İnsan ruhunun derinlikleri ve toplumsal yabancılaşmaya dair etkileyici bir inceleme sunan, söz gücünü ebediyen beşere ve insanın bahtı bahislerine adayan Dostoyevski, hayatın çatlaklarına sızarak okuruna insanın gerçek benliğine dair sorular yöneltir.
Yazarın Ketebe etiketiyle yayınlanan öbür yapıtları Mesken Sahibesi, Öteki, Ebedi Koca, Beyaz Geceler ve Kumarbaz romanları üslubunun en hoş örnekleri ortasında yer almaktadır.
Eserleri lisanımıza tekrar çevrilen üçüncü muharrir olan Anton Çehov, tekrar tıpkı coğrafyada, Gogol’un vefatından 8 yıl sonra, 29 Ocak 1860’da dünyaya gelir.
ALTINCI KOĞUŞ VE ÇEHOV
Çehov, Rus oyun ve kısa hikaye müellifidir. Tarihte kısa hikaye alanında en yeterli müellifler ortasında sayılan muharrir, kısa sayılabilecek 44 yıllık hayatına asırlar ve kuşaklar uzunluğu okunacak eserler sığdırmıştır.
Çehov’un Altıncı Koğuş ve Düello isimli romanları, çağdaşı başka müelliflerin yapıtlarında olduğu üzere okuru 19. yüzyıl Rusya’sının kasvetli dünyasına götürür.
Bir taşra kasabasında geçen Altıncı Koğuş’un başkahramanı İvan Dmitriç, kendisini her an tutuklanacağına dair bir paranoyanın kıskacında bulur.
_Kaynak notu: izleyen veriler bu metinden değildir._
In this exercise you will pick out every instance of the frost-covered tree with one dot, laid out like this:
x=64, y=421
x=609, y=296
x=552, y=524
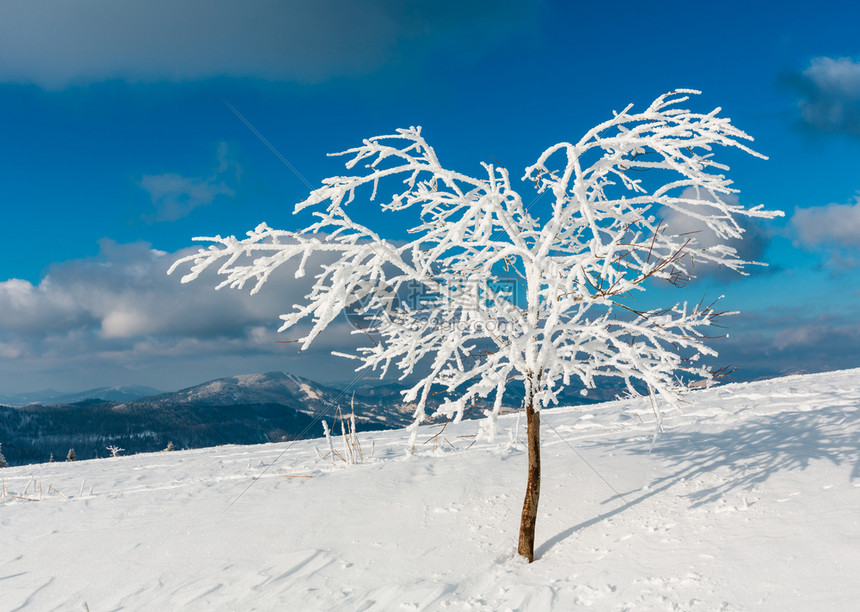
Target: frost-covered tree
x=510, y=301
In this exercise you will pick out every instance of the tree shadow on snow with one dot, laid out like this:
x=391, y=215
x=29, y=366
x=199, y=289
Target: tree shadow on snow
x=745, y=456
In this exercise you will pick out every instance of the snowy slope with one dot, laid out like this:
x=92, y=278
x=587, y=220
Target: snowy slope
x=749, y=501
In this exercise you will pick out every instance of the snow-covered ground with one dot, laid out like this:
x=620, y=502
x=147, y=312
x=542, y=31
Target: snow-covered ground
x=749, y=501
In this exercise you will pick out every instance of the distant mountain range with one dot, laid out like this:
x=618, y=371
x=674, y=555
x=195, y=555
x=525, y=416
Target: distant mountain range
x=248, y=409
x=51, y=397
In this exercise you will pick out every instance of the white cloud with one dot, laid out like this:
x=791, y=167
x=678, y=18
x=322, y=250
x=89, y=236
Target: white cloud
x=175, y=196
x=830, y=226
x=831, y=95
x=117, y=318
x=56, y=42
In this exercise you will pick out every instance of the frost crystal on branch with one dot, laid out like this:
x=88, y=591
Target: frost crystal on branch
x=505, y=296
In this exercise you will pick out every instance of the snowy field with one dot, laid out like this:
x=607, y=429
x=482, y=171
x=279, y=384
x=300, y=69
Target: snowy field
x=749, y=501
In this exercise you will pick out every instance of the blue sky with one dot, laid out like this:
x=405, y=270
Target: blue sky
x=118, y=144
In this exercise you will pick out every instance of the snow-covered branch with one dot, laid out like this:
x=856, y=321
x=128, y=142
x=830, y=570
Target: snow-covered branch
x=482, y=293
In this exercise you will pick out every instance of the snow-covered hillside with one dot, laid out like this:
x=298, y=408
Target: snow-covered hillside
x=749, y=501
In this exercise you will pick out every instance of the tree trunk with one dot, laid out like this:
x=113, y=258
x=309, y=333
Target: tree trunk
x=527, y=524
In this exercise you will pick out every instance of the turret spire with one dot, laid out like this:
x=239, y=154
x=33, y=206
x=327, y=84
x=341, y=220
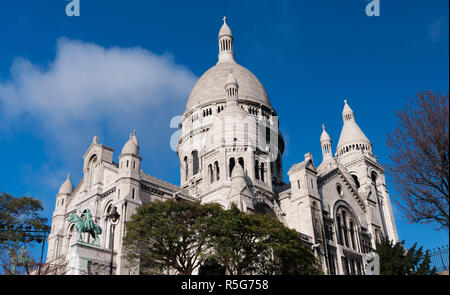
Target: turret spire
x=325, y=142
x=225, y=43
x=232, y=89
x=352, y=138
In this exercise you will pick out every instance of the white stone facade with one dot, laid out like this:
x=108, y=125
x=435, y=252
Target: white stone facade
x=230, y=151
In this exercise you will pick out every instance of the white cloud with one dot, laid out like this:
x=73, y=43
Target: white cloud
x=90, y=90
x=85, y=76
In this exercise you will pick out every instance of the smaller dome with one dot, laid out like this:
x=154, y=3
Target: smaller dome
x=231, y=79
x=66, y=187
x=238, y=171
x=132, y=145
x=324, y=136
x=225, y=29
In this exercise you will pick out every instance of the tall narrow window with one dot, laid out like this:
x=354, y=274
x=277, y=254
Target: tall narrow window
x=339, y=224
x=195, y=162
x=232, y=163
x=352, y=234
x=241, y=162
x=262, y=172
x=211, y=174
x=216, y=168
x=344, y=219
x=186, y=168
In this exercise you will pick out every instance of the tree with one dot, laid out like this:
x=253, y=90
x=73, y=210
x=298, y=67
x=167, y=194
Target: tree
x=420, y=159
x=183, y=236
x=18, y=215
x=168, y=235
x=258, y=244
x=396, y=260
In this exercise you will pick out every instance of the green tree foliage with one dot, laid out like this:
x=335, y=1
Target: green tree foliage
x=168, y=235
x=16, y=216
x=395, y=259
x=182, y=236
x=258, y=244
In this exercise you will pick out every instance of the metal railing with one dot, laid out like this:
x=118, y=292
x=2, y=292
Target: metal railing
x=439, y=258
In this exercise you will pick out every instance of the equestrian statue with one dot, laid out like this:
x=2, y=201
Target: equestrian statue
x=85, y=224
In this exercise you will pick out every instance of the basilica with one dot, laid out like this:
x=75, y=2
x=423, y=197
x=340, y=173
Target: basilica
x=230, y=152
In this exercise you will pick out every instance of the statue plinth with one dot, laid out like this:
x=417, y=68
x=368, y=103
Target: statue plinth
x=88, y=259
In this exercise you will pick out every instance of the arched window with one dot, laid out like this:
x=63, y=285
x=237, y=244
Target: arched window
x=344, y=219
x=231, y=165
x=92, y=170
x=186, y=168
x=217, y=170
x=374, y=177
x=241, y=162
x=339, y=224
x=262, y=172
x=211, y=174
x=352, y=234
x=195, y=162
x=355, y=178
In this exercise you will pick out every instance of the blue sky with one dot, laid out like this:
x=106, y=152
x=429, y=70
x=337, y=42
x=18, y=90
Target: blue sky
x=131, y=64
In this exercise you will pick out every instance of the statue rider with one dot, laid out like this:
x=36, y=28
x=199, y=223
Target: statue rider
x=89, y=223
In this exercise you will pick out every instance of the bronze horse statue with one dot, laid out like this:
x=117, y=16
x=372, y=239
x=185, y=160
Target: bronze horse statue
x=85, y=225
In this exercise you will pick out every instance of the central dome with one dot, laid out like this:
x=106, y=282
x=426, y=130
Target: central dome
x=210, y=87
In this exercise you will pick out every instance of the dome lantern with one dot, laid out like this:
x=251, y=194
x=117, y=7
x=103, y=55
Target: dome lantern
x=225, y=43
Bu saplantı, onu bir akıl hastanesinin altıncı koğuşuna sürükler.
OKURU DÜŞÜNCEL SEYAHATE ÇIKARTAN KİTAP
Bu koğuş, yalnızca fizikî bir çöküşün temsili değil, tıpkı vakitte insani değerlerin de yok sayıldığı karanlık, pis ve ümitsizlikle dolu bir cehennemdir. Çehov, karakterlerini Rus toplumunun farklı yansımaları şeklinde kurgulayarak onların etik çatışmalarla ve zıtlıklarla yüzleşmelerini sağlar.
Bireyin görevle istek, akılla tutku ortasında verdiği uğraşın katmanlarını ince ince işler. Kırk dört yıllık ömrüne beş yüzden fazla öykü sığdıran Çehov’un Düello isimli yapıtı, muharririn en geniş kapsamlı ahlaki ve felsefi sorgulamalar içeren öyküsüdür.
Bu vakitsiz yapıtta Çehov, varoluşun en temel sorularına dokunarak okuru, insan ruhunun hudutlarını zorlayan bir düşünsel yolculuğa sürükler.